RF: How do we find the middle ground between becoming desensitized to COVID-19 and constantly meditating in the horror and loss it brings?

EB: There is a need to turn off, (so) that those events aren’t crushing for everyone. But that can only go so far, because the reason why you’re desensitizing or turning your back on those things is because they’re so pressing. It’s because they ought not be. It’s because we have to apply ourselves to those constant pressures that are tearing us down and tearing down the world. And so, there’s no ability not to pay attention and because of that we find ourselves worn out and fatigued.

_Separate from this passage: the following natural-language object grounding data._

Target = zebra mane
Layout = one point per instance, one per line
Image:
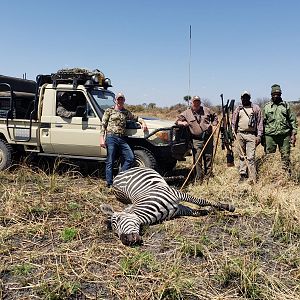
(107, 209)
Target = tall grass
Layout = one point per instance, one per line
(54, 243)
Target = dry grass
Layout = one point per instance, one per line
(54, 243)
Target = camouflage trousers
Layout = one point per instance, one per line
(283, 141)
(247, 149)
(204, 164)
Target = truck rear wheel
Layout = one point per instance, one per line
(5, 155)
(144, 158)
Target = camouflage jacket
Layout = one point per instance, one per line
(259, 126)
(279, 119)
(199, 122)
(114, 121)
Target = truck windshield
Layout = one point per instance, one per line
(103, 99)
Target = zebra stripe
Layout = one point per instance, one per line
(152, 200)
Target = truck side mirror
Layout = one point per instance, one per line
(84, 117)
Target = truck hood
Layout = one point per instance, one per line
(153, 123)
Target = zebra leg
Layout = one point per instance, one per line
(188, 211)
(202, 202)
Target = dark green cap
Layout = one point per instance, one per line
(275, 88)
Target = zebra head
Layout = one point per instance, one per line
(125, 225)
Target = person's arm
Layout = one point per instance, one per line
(259, 125)
(214, 119)
(143, 124)
(234, 120)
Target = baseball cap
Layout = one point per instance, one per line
(245, 93)
(120, 95)
(195, 98)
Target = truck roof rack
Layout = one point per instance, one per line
(78, 76)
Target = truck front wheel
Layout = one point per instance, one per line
(144, 158)
(5, 155)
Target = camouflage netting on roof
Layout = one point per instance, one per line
(82, 71)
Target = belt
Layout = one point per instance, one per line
(247, 132)
(115, 134)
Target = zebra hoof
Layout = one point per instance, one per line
(228, 207)
(131, 239)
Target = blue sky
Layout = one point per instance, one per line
(144, 46)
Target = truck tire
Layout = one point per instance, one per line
(144, 158)
(5, 155)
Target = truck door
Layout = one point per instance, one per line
(70, 132)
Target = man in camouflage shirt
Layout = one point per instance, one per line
(67, 106)
(280, 125)
(200, 119)
(247, 123)
(112, 136)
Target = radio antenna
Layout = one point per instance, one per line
(190, 58)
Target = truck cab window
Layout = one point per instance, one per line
(70, 104)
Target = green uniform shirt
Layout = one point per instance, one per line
(114, 121)
(279, 119)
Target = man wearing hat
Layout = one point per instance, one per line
(280, 126)
(200, 119)
(247, 123)
(112, 136)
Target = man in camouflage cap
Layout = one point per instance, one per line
(280, 125)
(112, 136)
(247, 123)
(200, 119)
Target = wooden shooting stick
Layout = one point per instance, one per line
(200, 155)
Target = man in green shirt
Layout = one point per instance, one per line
(280, 125)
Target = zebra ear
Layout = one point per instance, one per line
(107, 209)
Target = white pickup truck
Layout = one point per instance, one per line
(29, 121)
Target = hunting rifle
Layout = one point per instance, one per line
(226, 130)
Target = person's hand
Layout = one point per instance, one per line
(102, 142)
(293, 139)
(183, 123)
(257, 140)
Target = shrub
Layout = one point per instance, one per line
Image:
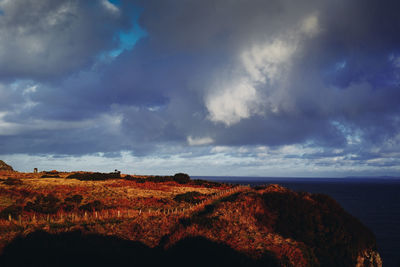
(77, 199)
(71, 203)
(191, 197)
(13, 210)
(205, 183)
(12, 181)
(181, 178)
(91, 206)
(159, 179)
(50, 176)
(48, 204)
(135, 179)
(95, 176)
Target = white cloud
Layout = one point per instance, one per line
(110, 6)
(310, 25)
(264, 63)
(192, 141)
(264, 67)
(232, 104)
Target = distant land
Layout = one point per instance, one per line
(114, 219)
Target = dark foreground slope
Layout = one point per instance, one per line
(267, 226)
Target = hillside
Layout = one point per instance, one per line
(121, 220)
(5, 167)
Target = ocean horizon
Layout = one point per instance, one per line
(375, 201)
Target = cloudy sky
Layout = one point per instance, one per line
(211, 87)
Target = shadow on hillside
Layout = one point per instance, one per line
(77, 249)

One of the ways in which we can find ourselves better able to attend to the suffering all around us is not always to think about empathy, the ways in which I have to imagine someone else’s suffering in order to understand what’s going on. But there’s a way in which allowing our own suffering to do its work, and that actually opens us up to the suffering of others. And so there’s a way in which a community who comes together around what it is that’s happening to us collectively is maybe one approach to get at this problem fatigue.

RF: How important is it to have that personal image of individual people lost as opposed to the total statistic of people we lost?

EB: That’s vitally important. You have to do all of those things. One example of that is the Vietnam War Memorial, which when you stand back is this dark cut into the earth. But when you come close, it’s the stones upon which individual names are cast. Interestingly enough, your reflection is in the stone itself.

So that combination of both individual human loss on a very private scale and the ways in which that loss has deep and profound effects for the people around that person, and at the same time seeing the multiplication of each one of those deaths on this mass scale — I think that in combination is what needs to be accomplished.